It was love at first sight as only two writers could experience it. Andrea Cremer recalls that the YA novel she wrote with David Levithan, Invisibility (Philomel), which pubbed this month with a 125,000-copy print run, all began at ALA in Washington, D.C., in June 2010. “They put me—the newbie—on a panel with two god authors: John Green and David Levithan,” she says.

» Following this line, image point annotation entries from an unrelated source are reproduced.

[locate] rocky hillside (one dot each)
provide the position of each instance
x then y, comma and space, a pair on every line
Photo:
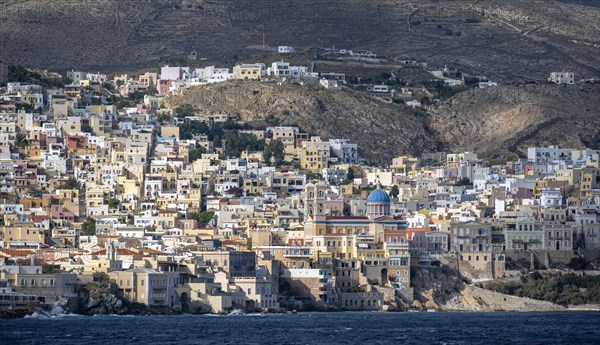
501, 122
444, 289
498, 123
503, 39
381, 130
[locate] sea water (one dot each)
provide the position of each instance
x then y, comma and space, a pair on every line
310, 328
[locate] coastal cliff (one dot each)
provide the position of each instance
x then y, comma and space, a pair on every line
445, 289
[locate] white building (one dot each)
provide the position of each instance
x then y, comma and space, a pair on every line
562, 78
547, 154
280, 69
173, 73
285, 49
344, 150
551, 198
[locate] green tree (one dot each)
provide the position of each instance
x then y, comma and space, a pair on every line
235, 142
394, 192
24, 106
463, 181
21, 140
89, 226
151, 90
202, 217
350, 175
195, 154
113, 203
189, 128
274, 150
71, 183
185, 110
163, 117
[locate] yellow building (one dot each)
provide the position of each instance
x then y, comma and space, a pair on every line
47, 287
147, 286
404, 164
248, 71
314, 155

Within minutes, Levithan was serenading Cremer in front of “a room full of 100 teenagers” with his rendition of the Righteous Brothers’ 1964 hit song, “You’ve Lost That Loving Feeling.” Levithan hastens to point out during the joint interview that he doesn’t do that “for just anyone.”

Reveling in the afterglow, Cremer subsequently wrote on her blog that, despite her being a YA author who writes novels about the paranormal and Levithan being a YA author whose novels emphasize popular culture and contemporary issues, he was her “writing soul mate.” She disclosed to her fans that one of her goals in life was to persuade Levithan to collaborate on a novel with her; she joked that they could call it Werewolf Bands of London.

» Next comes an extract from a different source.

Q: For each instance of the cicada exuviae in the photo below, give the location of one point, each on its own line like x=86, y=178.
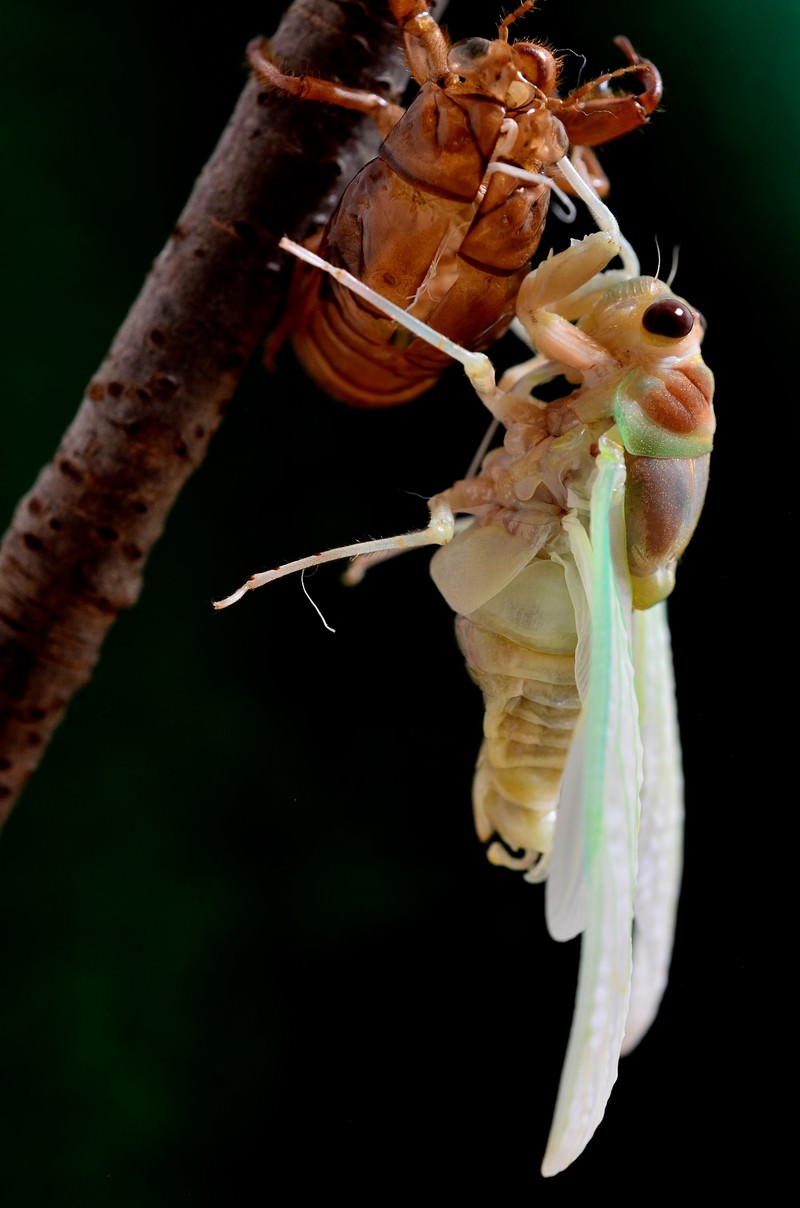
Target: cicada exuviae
x=558, y=571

The rest, as they say, is history: Levithan contacted Cremer and said, “Let’s do it.” The two wrote Invisibility in alternating chapters: Levithan wrote from the perspective of Stephen, a teenager who’s invisible to others because of a curse his grandfather, a powerful curse caster, placed on his mother before he was born, and Cremer wrote from the perspective of Elizabeth, a recent transplant to Manhattan from Minnesota, who can see Stephen. The two fall in love while trying to evade the curse casters and spell seekers bent on destroying them. It was a first time for both. Unlike Levithan, who has collaborated with John Green (Will Grayson, Will Grayson) and Rachel Cohn (Nick and Norah’s Infinite Playlist), Cremer, author of the Nightshade series, had never collaborated with another writer. She admits that she thought writing alternating chapters without outlining a plot together first would be “like writing a chain letter,” but Levithan advised her to think of him as her intended audience. Levithan, noting that he’d never entered the “paranormal-world-building-fantasy-curse-rules world before” says that the collaboration worked well “because each of us had an expertise we were bringing to the table.”

Today, Cremer and Levithan sign finished copies of Invisibility at Table 12 in the Autographing Area, 11:30 a.m.–12:30 p.m. And because they have “an open marriage,” Levithan jokes, each wrote on the side while writing Invisibility: Levithan’s Two Boys Kissing will be released in August by Knopf, and Cremer’s The Inventor’s Secret is due in spring 2014 from Philomel.